Mélanie Joly, ministre canadienne du Tourisme, des Langues officielles et de la Francophonie

Dialogue pour une nouvelle francophonie canadienne

Dans la foulée de la crise linguistique en Ontario, les acteurs de la francophonie ont voulu profiter du momentum pour susciter un dialogue entre les francophones du pays dans le but de se pencher sur l’identité francophone et ainsi la définir et la renforcer.

Politiciens, professeurs, journalistes et défenseurs de la francophonie se sont réunis à l’Université d’Ottawa (Ud’O), jeudi, dans le cadre d’une journée d’étude sur la francophonie canadienne et le Québec. Ils se sont posé la question « y -a-t-il un avant et un après Doug Ford ? ».

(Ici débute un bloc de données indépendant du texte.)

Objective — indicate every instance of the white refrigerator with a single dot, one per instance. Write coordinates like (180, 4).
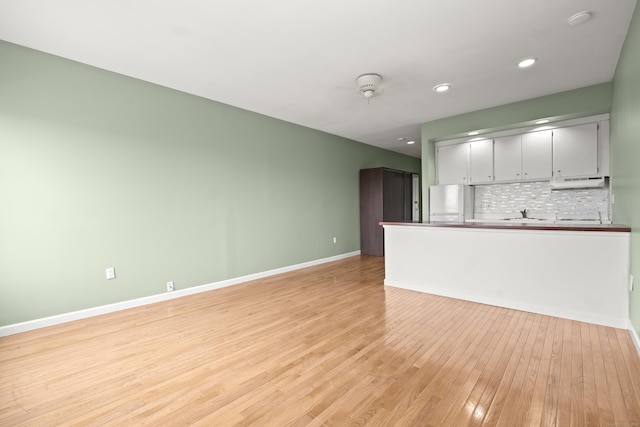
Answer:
(450, 203)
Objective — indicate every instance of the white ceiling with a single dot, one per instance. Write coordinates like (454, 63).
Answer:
(297, 60)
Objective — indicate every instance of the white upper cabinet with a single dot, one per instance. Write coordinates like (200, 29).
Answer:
(481, 161)
(575, 151)
(536, 155)
(451, 163)
(507, 158)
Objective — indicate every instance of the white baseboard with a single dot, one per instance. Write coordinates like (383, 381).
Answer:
(634, 336)
(110, 308)
(515, 305)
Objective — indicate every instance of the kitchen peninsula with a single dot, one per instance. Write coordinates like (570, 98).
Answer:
(576, 272)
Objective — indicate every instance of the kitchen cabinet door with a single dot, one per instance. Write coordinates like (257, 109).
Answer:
(575, 151)
(507, 158)
(537, 155)
(481, 161)
(452, 163)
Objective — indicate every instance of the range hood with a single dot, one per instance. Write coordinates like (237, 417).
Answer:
(567, 183)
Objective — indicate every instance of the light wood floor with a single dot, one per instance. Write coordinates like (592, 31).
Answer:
(324, 346)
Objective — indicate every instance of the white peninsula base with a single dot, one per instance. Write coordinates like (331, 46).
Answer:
(579, 275)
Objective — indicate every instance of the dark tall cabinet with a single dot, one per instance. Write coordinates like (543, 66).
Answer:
(385, 195)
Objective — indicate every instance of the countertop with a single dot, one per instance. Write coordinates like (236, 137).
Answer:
(514, 225)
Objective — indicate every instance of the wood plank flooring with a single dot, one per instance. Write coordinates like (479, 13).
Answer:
(323, 346)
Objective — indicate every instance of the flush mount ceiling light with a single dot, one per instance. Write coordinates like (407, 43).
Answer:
(528, 62)
(580, 18)
(368, 85)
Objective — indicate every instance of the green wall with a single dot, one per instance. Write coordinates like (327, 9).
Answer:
(625, 150)
(620, 98)
(583, 102)
(100, 170)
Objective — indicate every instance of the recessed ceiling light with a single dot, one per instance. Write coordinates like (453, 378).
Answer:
(580, 18)
(526, 62)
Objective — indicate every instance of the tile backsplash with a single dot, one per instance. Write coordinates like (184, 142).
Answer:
(537, 197)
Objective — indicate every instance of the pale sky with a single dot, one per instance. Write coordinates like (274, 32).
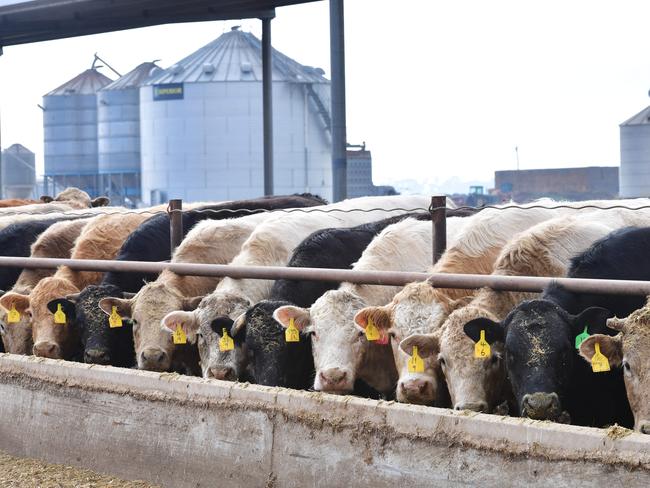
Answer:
(436, 88)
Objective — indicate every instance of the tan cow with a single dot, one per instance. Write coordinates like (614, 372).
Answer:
(56, 242)
(629, 350)
(421, 309)
(544, 250)
(210, 241)
(100, 239)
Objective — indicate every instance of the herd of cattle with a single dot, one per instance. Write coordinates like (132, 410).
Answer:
(561, 356)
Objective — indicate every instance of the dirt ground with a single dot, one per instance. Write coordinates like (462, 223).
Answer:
(30, 473)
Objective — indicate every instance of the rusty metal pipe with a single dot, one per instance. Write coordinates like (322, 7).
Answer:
(393, 278)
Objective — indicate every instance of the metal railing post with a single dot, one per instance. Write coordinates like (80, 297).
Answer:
(438, 211)
(175, 210)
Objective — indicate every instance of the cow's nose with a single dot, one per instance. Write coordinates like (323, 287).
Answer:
(222, 373)
(333, 376)
(540, 406)
(644, 427)
(154, 358)
(97, 356)
(473, 406)
(47, 349)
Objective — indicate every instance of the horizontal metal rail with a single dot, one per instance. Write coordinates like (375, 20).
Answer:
(392, 278)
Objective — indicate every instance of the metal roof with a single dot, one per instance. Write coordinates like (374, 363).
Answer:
(42, 20)
(86, 83)
(236, 56)
(134, 78)
(642, 118)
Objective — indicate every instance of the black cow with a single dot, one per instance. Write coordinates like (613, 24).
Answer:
(150, 242)
(16, 240)
(545, 370)
(276, 362)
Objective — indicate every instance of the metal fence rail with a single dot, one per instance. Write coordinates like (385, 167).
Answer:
(392, 278)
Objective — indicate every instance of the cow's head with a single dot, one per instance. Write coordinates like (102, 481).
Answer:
(477, 384)
(50, 339)
(274, 361)
(101, 343)
(154, 348)
(16, 336)
(539, 339)
(205, 325)
(417, 309)
(338, 346)
(629, 350)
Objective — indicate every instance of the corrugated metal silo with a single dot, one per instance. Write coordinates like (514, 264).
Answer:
(202, 130)
(18, 172)
(634, 174)
(118, 134)
(70, 130)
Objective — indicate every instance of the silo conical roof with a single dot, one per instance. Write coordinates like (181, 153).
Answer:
(134, 78)
(236, 56)
(86, 83)
(642, 118)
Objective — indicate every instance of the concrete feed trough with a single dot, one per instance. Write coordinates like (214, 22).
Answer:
(188, 432)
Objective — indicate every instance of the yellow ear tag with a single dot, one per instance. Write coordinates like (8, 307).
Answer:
(599, 362)
(114, 320)
(59, 315)
(179, 336)
(372, 332)
(482, 348)
(415, 362)
(13, 315)
(291, 334)
(226, 343)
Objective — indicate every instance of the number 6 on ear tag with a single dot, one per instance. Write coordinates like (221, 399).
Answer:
(59, 315)
(226, 343)
(482, 348)
(599, 362)
(114, 320)
(13, 316)
(291, 334)
(179, 336)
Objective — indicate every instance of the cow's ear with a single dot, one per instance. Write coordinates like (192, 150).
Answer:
(122, 306)
(20, 302)
(616, 324)
(592, 318)
(67, 306)
(427, 344)
(191, 303)
(300, 316)
(494, 331)
(238, 327)
(610, 347)
(100, 202)
(380, 316)
(187, 320)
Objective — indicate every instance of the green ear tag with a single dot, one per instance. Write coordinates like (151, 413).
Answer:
(581, 337)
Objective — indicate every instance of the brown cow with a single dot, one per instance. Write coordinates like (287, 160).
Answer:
(100, 239)
(56, 242)
(628, 349)
(544, 250)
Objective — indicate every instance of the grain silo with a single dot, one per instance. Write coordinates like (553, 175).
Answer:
(18, 172)
(201, 125)
(118, 135)
(70, 131)
(634, 174)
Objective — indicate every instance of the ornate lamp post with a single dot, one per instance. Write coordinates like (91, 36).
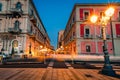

« On veut essayer de réfléchir ensemble à tout le sens qui vient avec ce mouvement de solidarité qu’on a vu et dont on a été témoin depuis le 15 novembre. On a l’impression qu’une nouvelle francophonie voit le jour au Canada », explique Linda Cardinal, titulaire de la chaire de recherche sur la francophonie et les politiques publiques à l’Ud’O.

L’élan de solidarité des francophones partout au pays depuis les annonces des coupes dans les services en français en Ontario témoigne d’un momentum qui doit permettre aux francophones de se positionner, souligne Benoit Pelletier, professeur à la Faculté de Droit de l’Ud’O.

« Il faut absolument chercher à canaliser l’énergie qui se développe en faveur de la francophonie canadienne et tenir les rassemblements qui nous permettent de nous interroger sur l’orientation qu’on veut donner à cette même francophonie et sur les façons de la renforcer », soutient M. Pelletier, ancien ministre responsable de la francophonie canadienne au Québec. Selon lui, la Belle province a un rôle clé à jouer dans tout ce débat.

Pour sa part, la nouvelle ministre responsable de la francophonie canadienne, Sonia LeBel, est d’avis qu’il faut redéfinir le rôle que le Québec doit avoir dans cette conversation.

« Le message principal qu’on doit retenir, c’est que le Québec est à l’écoute, confie Mme LeBel. On est conscient que dans les 50 dernières années, on a eu un positionnement peut-être un peu paternaliste. Mais on a eu beaucoup de batailles au Québec avec la Loi 101 où il fallait se protéger de l’océan anglophone. Mais je pense que là, il faut aussi réaliser qu’on a des camarades hors Québec. Le Québec doit se positionner naturellement parce qu’on est une province francophone et je pense qu’on a un rôle important à jouer. »

La crise en Ontario a permis d’allumer une « étincelle d’intérêt » envers la francophonie, croit la ministre caquiste.

« Le moment est à saisir parce que dans tout événement malheureux il y a toujours un éveil qui se fait », ajoute-t-elle.

La ministre du Tourisme, des Langues officielles et de la Francophonie du Canada, Mélanie Joly, s’est aussi jointe à la conversation en début de journée.

« Il y a des cours d’histoire qui se perdent, mais il y a aussi des pages d’histoire qui se créent », a-t-elle lancé aux participants rappelant que les manifestations du 1er décembre ont permis de raviver un débat.